So much for the idea that easyJet could improve its profits every year.
Those investors who enjoyed the shares’ splendid run from 300p in 2011 to £18 in 2015 have discovered that volatility has not been abolished in the airline game. EasyJet says its profits will fall 28% in the financial year that closed last month. Its shares have almost halved in value in 12 months and now stand at 933p, down 7% on Thursday.
The vote for Brexit is merely the lesser of two upsets. A weak sterling has been unhelpful to the tune of £90m for a company that flies over so much eurozone airspace and pays so many landing charges in euros. The greater impact has come from disruption, strikes by air-traffic controllers and the effects of terrorist attacks in Nice, Paris and Brussels.
Revenue per seat is running at 8% below last year, sending a strong signal that, behind a year of “extraordinary events”, there is a European short-haul market that simply has too much capacity. Cheap oil has encouraged too much expansion. Don’t worry, the chief executive, Dame Carolyn McCall, says soothingly, “the current environment is tough for all airlines, but history shows that at times like this the strongest airlines become stronger”.
Ultimately, she’s right. EasyJet still expects to make pre-tax profits of about £490m in the year. That is a commanding position from which to sit back and wait for weak airlines to shrink, go bust or seek shelter. The trouble is, the wait can be long in an industry where optimism is ingrained. Air Berlin is slashing capacity after being thrown a lifeline by Lufthansa but easyJet (and Ryanair for that matter) would prefer to see more radicalism.
Meanwhile, easyJet itself has been adding capacity – 6% last year, 8% this year. A cheerful interpretation says the new routes will intensify rivals’ pain and bring long-term reward. Alternatively, easyJet has stepped up expansion at the wrong moment.
A comfort for shareholders is a chunky dividend set at 50% of post-tax earnings, giving a yield of 5.7% at the reduced share price. But prospects for earnings themselves are the real worry. One tough year could be viewed as exceptional, but the City is expecting at least three before the clouds clear. That is how life used to run for airlines, and probably does still.
Tough tactics backfire for HarbourVest’s bid for SVG Capital
It ought to be hard to lose a £1bn takeover bid when you start with 51% support and are offering hard cash. Yet HarbourVest, the Boston outfit stalking the quoted private equity fund SVG Capital, looks to be heading for defeat.
At the eleventh hour, SVG has produced a more convincing white knight than it had managed to previously. Goldman Sachs plus a Canadian pension fund – two credible outfits – have put an offer on the table worth about 680p a share, versus HarbourVest’s 650p.

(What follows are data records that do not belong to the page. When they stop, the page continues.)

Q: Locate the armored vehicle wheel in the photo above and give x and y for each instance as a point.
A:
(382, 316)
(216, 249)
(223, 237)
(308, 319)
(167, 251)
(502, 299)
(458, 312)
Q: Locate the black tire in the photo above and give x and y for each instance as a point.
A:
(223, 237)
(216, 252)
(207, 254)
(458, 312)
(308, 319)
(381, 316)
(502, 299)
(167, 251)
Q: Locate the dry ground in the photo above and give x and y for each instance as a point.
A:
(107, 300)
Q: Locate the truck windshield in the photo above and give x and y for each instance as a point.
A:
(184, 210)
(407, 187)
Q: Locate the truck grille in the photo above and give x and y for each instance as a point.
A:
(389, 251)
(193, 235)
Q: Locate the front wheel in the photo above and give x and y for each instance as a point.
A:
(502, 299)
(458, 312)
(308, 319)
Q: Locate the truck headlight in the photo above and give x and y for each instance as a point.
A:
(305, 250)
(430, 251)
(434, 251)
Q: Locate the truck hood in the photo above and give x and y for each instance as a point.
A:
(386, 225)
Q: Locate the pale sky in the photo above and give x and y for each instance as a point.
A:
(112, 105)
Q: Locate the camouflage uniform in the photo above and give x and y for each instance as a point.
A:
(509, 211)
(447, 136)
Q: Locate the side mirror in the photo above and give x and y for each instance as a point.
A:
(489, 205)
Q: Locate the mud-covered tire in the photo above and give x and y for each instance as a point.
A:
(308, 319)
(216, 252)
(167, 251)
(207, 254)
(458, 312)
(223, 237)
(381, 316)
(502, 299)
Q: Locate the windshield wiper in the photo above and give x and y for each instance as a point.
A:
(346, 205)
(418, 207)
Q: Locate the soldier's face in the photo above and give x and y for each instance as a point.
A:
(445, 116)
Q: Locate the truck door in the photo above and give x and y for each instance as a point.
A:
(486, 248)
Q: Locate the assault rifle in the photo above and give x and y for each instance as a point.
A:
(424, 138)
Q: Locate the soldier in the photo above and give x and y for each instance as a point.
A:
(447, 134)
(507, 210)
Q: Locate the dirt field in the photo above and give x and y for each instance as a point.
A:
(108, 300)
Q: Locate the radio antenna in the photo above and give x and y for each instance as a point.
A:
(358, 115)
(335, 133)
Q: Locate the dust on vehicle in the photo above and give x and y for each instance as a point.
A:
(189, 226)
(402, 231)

Conceivably, SVG shareholders could still prefer the lower offer because it is more certain and the cash would arrive sooner. But that’s not the way to bet. Two big institutions, Aviva Investors and Legal & General Investment Management, have withdrawn their support for HarbourVest’s proposal and SVG’s share price, at 667p, says the Goldman consortium will win.
The difference between the two offers works out at about £35m – almost nothing in the context of £1bn contest – but HarbourVest cannot match Goldman’s price because it declared its bid “final” on day one. Aggression appears to have backfired. For the sake of a cherry on top of the cake, HarbourVest will probably lose. Well played, SVG chair Lynn Fordham, for scratching out a few extra quid for her shareholders, but HarbourVest’s tactics were baffling.
Andrew Tyrie: board record-keepers must do better
The fastidious Andrew Tyrie strikes again. The chairman of the Treasury select committee is one of very few MPs who could provoke a heated argument over the accuracy of board minutes. He is also right to do so.
Tyrie’s complaint is that the minutes of the failed Royal Bank of Scotland and HBOS were next to useless for investigators conducting postmortems. If the non-executive directors were doing their job of challenging management and assessing risks, it was impossible to tell from written records. Disagreements weren’t routinely recorded, so the minutes could not serve as a “black box” to help prevent future mistakes. Sort it out, Tyrie told the Institute of Chartered Secretaries and Administrators (Icsa) last year.
The body has failed to do so, says Tyrie now. Its response is “deeply flawed” and “inadequate” because it clings to the idea that directors must actively demand that their dissent be noted, he suggests. That, as Tyrie implies, seems unhelpful and defensive.
Simon Osborne, who might have expected a quiet life as chief executive of Icsa, is the man in the firing line. “I would be very grateful if Icsa could take another look,” writes Tryie, terribly politely. Translation: do so before I summon the chancellor and the governor of the Bank of England.